Soft, bisibela type:
Rice - 1 cup
Tur dhal - ½ cup
Tamarind paste - 1 ½ tbsp
Chopped methi leaves - 2 cups
Oil - 2 tsp
Roast in 1 tsp oil & powder;
Red chillies - 8
Dhaniya - 2 tbsp
Gram dhal - 2 tbsp
Jeera - 1 tsp
Hing - 1 tsp
Grated coconut - ½ cup
To temper:
Oil - 2 tbsp
Mustard leaves - 1 tsp
Urad dhal - 2 tsp
Gram dhal - 2 tsp
Red chillies - 2,3
Pressure cook rice & soaked dhal together with 5-6 cups of water, adding haldi, till soft.
Fry methi leaves in oil till they shrink well & add to the mixture.
Add tamarind paste mixed with ½ cup water, salt & prepared powder.
Boil everything together & remove.
Temper as given & serve hot, topped with ghee.
Tip:
Spread the coconut in a plate & microwave for 3-4 mts on Hi.

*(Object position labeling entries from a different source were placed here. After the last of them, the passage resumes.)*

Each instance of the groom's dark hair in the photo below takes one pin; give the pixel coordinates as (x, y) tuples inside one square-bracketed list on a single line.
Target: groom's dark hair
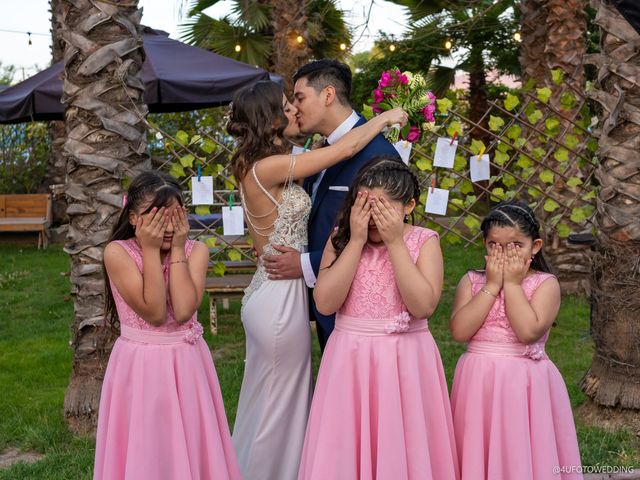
[(322, 73)]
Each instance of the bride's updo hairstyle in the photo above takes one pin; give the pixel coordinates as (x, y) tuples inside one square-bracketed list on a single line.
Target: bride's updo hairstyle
[(257, 121)]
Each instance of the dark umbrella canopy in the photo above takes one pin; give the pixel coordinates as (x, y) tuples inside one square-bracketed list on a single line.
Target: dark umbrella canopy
[(177, 77)]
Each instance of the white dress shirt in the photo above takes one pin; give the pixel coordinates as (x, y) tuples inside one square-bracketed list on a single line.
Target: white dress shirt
[(337, 134)]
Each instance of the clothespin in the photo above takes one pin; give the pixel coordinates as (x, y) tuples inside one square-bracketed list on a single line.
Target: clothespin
[(479, 157)]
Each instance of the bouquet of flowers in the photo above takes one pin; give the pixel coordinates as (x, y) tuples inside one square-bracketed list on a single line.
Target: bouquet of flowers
[(408, 91)]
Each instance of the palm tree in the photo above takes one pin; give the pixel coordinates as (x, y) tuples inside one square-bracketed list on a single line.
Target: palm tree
[(614, 377), (106, 142), (278, 35)]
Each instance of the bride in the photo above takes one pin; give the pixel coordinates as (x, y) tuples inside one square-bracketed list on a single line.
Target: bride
[(276, 388)]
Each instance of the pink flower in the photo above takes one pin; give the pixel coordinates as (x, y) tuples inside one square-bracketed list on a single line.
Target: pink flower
[(399, 324), (414, 134), (194, 333), (385, 80)]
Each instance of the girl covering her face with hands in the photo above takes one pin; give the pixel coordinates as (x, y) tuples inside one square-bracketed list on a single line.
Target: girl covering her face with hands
[(511, 410), (380, 408), (161, 411)]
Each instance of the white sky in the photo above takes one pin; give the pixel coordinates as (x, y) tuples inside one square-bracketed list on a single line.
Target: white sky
[(33, 16)]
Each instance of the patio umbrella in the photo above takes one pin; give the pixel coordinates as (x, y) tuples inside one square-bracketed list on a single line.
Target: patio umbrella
[(177, 78)]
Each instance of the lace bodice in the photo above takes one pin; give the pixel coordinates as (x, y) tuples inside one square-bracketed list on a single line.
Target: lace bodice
[(289, 228), (128, 316), (496, 327), (374, 293)]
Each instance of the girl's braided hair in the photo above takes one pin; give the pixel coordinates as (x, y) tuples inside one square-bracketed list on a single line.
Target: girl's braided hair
[(385, 172), (511, 213)]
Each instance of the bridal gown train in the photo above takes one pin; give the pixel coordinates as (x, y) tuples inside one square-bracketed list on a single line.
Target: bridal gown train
[(275, 396)]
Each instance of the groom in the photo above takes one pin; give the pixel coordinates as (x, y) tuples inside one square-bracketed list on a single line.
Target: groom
[(322, 96)]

It will become dry & it is easy to powder.
Grainy “kalantha sadam” type:
Thin variety of rice - 1 cup
Chopped methi leaves - 2 cups
Lime juice - 2-3 tsp
Salt
Grind in 1 tsp ghee & powder:
Gram dhal - 2 tbsp
Urad dhal - 1 tbsp
Dhaniya - 2 tbsp
Red chillies - 5,6 ( or to taste)
Grated coconut - 2 tbsp
To temper:
Ghee - 1 tbsp
Oil - 1 tbsp
Mustard seeds - 1 tsp
Urad dhal - 2 tsp
Gram dhal - 2 tsp
Cashewnuts, chopped - 1 tbsp
Cook rice so that grains are separate.
Cool by spreading on a plate.
Heat oil & ghee, temper the given ingredients & roast till light brown.

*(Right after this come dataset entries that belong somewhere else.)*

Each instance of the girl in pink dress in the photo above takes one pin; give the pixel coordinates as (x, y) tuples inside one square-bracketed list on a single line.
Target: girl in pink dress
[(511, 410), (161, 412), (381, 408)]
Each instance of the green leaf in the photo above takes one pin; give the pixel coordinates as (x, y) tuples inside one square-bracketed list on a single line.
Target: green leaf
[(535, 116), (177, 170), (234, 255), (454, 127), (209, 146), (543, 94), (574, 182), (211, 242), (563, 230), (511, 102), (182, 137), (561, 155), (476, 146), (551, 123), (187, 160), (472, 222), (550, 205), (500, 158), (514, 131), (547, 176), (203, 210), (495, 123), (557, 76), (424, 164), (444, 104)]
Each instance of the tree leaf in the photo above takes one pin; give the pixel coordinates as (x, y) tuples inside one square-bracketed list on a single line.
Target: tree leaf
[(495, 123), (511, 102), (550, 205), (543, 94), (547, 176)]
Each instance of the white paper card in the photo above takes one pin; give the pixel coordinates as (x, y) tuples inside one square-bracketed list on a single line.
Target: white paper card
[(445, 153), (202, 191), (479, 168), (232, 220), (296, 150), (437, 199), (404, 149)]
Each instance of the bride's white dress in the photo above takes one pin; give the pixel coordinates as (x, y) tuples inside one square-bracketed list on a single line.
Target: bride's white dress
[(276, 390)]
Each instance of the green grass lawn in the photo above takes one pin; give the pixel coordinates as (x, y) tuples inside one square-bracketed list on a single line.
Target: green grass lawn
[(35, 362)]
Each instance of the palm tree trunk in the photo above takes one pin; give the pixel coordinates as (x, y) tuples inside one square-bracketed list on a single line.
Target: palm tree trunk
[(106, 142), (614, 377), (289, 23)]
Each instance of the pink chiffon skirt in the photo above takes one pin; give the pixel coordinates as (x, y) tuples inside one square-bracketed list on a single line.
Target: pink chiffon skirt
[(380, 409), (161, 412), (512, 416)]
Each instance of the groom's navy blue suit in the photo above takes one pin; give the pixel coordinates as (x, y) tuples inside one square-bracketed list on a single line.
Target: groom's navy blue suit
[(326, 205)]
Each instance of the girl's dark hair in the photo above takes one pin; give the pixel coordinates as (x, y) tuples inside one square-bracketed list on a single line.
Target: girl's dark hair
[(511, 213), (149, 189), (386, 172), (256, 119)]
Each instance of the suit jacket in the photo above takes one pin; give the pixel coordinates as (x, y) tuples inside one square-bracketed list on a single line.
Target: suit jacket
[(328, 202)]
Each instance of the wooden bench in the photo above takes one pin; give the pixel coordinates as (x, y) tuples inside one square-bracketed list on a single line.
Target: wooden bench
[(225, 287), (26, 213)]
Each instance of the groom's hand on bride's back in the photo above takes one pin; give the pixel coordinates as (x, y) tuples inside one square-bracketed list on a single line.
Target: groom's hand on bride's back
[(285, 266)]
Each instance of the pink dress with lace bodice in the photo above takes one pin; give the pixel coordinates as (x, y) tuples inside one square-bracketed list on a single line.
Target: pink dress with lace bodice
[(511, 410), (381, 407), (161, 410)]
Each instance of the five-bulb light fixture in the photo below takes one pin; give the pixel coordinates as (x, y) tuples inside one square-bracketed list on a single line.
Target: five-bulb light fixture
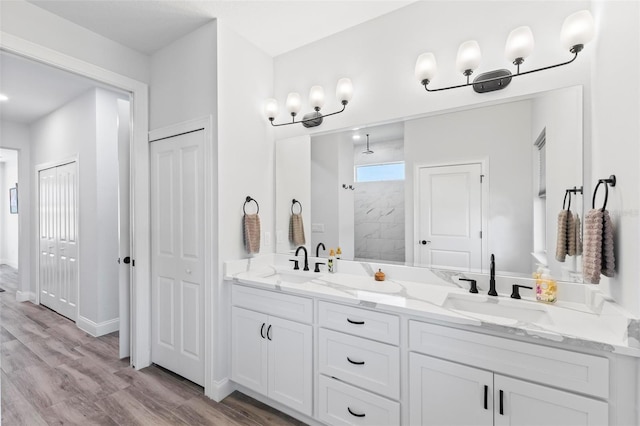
[(577, 30), (344, 93)]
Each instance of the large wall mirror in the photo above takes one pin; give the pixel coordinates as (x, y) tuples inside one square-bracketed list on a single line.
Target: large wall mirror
[(445, 190)]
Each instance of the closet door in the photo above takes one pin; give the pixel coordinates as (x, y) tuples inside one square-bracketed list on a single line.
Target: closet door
[(58, 230)]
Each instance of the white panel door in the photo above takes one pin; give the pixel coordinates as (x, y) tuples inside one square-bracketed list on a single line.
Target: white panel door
[(526, 404), (450, 216), (444, 393), (58, 274), (177, 263), (290, 363)]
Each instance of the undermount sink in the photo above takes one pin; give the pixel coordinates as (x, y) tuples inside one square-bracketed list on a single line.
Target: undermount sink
[(517, 310)]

Add methi leaves & fry well till they are cooked & shrink well.
Add the ground powder, salt & mix thoroughly.
Transfer this mixture to the plate & pour over rice.
Add lime juice, 2 tbsp melted ghee & mix well.
For both types, any raita with curd goes very well.